Bulimia nervosa is a potentially life-threatening eating disorder that is characterised by binge-eating and compensatory purging, intended to undo the effects of the food eaten. Bulimia is similar to anorexia in intention, meaning that in both cases the person is mortally afraid of gaining weight. 

Recently, celebrities have started coming forward, talking about their eating disorders and how it affected them, in order to discourage the alarmingly growing trends of starvation and/or purging in youngsters. Demi Lovato, Kesha, Lindsay Lohan, Lady Gaga, Kelly Clarkson, and Katherine McPhee are some of the many well-known personalities who’ve admitted to suffering from the condition, having overcome it for good, and who now actively advocate healthy living with moderation, instead of extreme life habits that threaten you in the long run. 

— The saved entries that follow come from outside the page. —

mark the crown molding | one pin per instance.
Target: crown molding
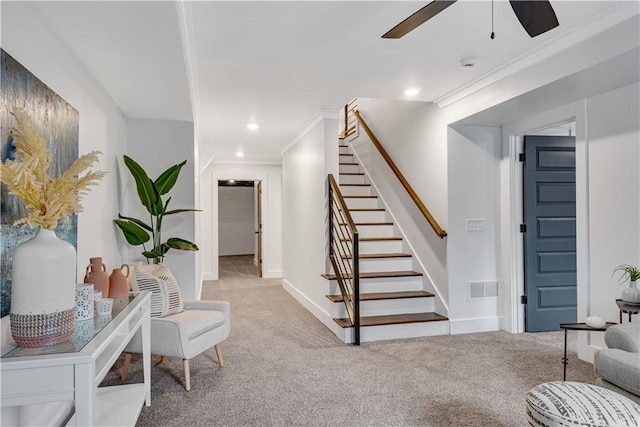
(306, 128)
(551, 47)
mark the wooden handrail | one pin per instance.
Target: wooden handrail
(344, 254)
(343, 204)
(423, 209)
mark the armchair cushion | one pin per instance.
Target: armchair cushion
(166, 298)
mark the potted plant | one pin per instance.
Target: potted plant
(632, 274)
(150, 192)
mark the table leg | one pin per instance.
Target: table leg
(564, 359)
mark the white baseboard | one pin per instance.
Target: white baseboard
(314, 308)
(272, 274)
(209, 276)
(468, 326)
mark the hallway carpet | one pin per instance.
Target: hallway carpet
(283, 367)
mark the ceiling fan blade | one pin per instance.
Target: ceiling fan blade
(536, 16)
(418, 18)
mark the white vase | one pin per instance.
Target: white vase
(631, 294)
(43, 291)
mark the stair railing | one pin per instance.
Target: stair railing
(344, 254)
(348, 119)
(423, 209)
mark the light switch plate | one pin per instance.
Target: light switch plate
(475, 225)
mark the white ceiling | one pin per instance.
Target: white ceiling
(280, 63)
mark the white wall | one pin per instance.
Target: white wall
(305, 165)
(472, 255)
(236, 218)
(271, 177)
(102, 127)
(175, 138)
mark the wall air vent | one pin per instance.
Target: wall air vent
(483, 289)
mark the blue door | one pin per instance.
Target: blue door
(550, 232)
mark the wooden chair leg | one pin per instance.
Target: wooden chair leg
(219, 355)
(125, 368)
(187, 375)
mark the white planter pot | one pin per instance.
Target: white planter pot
(631, 294)
(43, 291)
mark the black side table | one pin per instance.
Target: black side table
(627, 308)
(577, 327)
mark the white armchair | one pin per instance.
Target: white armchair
(202, 325)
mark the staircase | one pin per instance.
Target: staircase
(393, 302)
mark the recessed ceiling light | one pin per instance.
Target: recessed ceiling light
(412, 91)
(468, 63)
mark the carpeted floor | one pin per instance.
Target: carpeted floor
(283, 367)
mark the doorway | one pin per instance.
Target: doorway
(549, 231)
(240, 225)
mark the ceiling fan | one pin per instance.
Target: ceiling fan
(536, 16)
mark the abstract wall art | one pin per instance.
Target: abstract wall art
(58, 123)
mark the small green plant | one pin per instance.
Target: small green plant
(150, 192)
(627, 272)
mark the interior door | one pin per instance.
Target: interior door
(550, 233)
(259, 229)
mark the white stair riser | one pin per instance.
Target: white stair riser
(349, 168)
(352, 179)
(380, 246)
(392, 284)
(406, 330)
(368, 216)
(362, 203)
(359, 190)
(385, 264)
(375, 230)
(389, 307)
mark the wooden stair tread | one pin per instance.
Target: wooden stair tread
(375, 239)
(367, 223)
(394, 319)
(385, 255)
(376, 296)
(379, 275)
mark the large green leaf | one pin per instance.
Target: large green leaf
(183, 245)
(134, 234)
(137, 221)
(168, 178)
(147, 192)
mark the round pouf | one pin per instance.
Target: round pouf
(564, 403)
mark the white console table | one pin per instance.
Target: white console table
(72, 372)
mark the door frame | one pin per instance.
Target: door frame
(512, 215)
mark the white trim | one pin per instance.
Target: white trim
(248, 163)
(187, 37)
(553, 46)
(404, 235)
(273, 274)
(315, 309)
(474, 325)
(307, 127)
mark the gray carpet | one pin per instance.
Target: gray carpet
(283, 367)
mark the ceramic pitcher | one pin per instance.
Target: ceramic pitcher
(97, 274)
(118, 284)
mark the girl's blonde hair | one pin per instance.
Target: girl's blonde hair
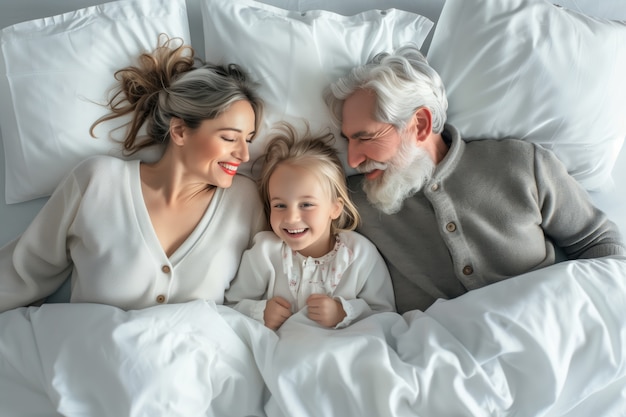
(316, 154)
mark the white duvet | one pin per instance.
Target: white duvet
(548, 343)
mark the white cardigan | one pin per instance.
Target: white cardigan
(96, 226)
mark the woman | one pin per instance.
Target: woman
(136, 234)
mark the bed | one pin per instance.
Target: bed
(547, 343)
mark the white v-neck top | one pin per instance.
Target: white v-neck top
(96, 226)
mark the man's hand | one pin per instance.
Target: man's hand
(277, 310)
(325, 310)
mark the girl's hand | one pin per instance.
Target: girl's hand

Bulimia is more common in women than in men, as is the case with most eating disorders; maybe because the society has always placed the pressure of looking good more on women than on men. About 9 out of 10 cases of bulimia are reported in women. On top of mental and emotional stress, this self-destructive pattern of binge-eating and then purging, using laxatives or self-induced vomiting, puts an enormous strain on the body as well. And even though in some cases, people with bulimia don’t look as emaciated as those with anorexia, the complications from it can be fatal: 

  • Electrolyte imbalance caused by dehydration, and loss of potassium and sodium from the body.
  • Irregular heartbeat, possible heart failure, and death.
  • Tooth staining and decay, from the stomach acids that come in contact with teeth during vomiting.
  • Irregular bowel movements and constipation, as a result of laxative abuse.
  • Gastric rupture, a rare but possible consequence of binge-eating.
  • Ruptured oesophagus, identifiable by blood in vomit.
  • Low libido; and problems in conception in women.

Now that you know what it could do to your body in the long run, here’s how you can know if you are suffering from this life-threatening disorder. 

Warning signs

  • Swelling in the cheeks or jaw.
  • Calluses at the back of the hand (because the acids from the stomach slowly corrode the skin of the hand that comes in contact with it while inducing vomiting).
  • Discolouration of the teeth, or gum disease.
  • Withdrawal from friends, family, and social gatherings.
  • Continued excessive exercise despite illness or injury.
  • An obsession with weight and food.

A general trend of weight loss that points at dieting, restriction, and drug/alcohol abuse is worth looking into for eating disorders. 


Bulimia cases are a sensitive matter, and often need a combination treatment with antidepressants and psychotherapy. Family-based therapy for support and encouragement, and nutrition charts for a healthy weight and normal eating habits add to the overall effectiveness. Although most people recover from bulimia, it isn’t unusual if they relapse in phases throughout life, especially in high-stress environments. Often the relapses progress without detection for longer than the previous episode, and are only found out when it’s too late.  In rare cases, the physiological damage from long-term bulimia becomes irreversible, as in case of heart failure due to arrhythmia. 

Even though the society seems to be doing its best to ensure that little girls grow up into insecure, self-destructive women, the times are slowly changing. It’s safe to say that it’s possible to change everything in the future by taking small steps now. If each of us propagates healthy living and a natural body instead of an artificially modified ‘perfect’ body, and if we set a good example for everyone else, then maybe 10 years down the line, we could appreciate a body for just being healthy.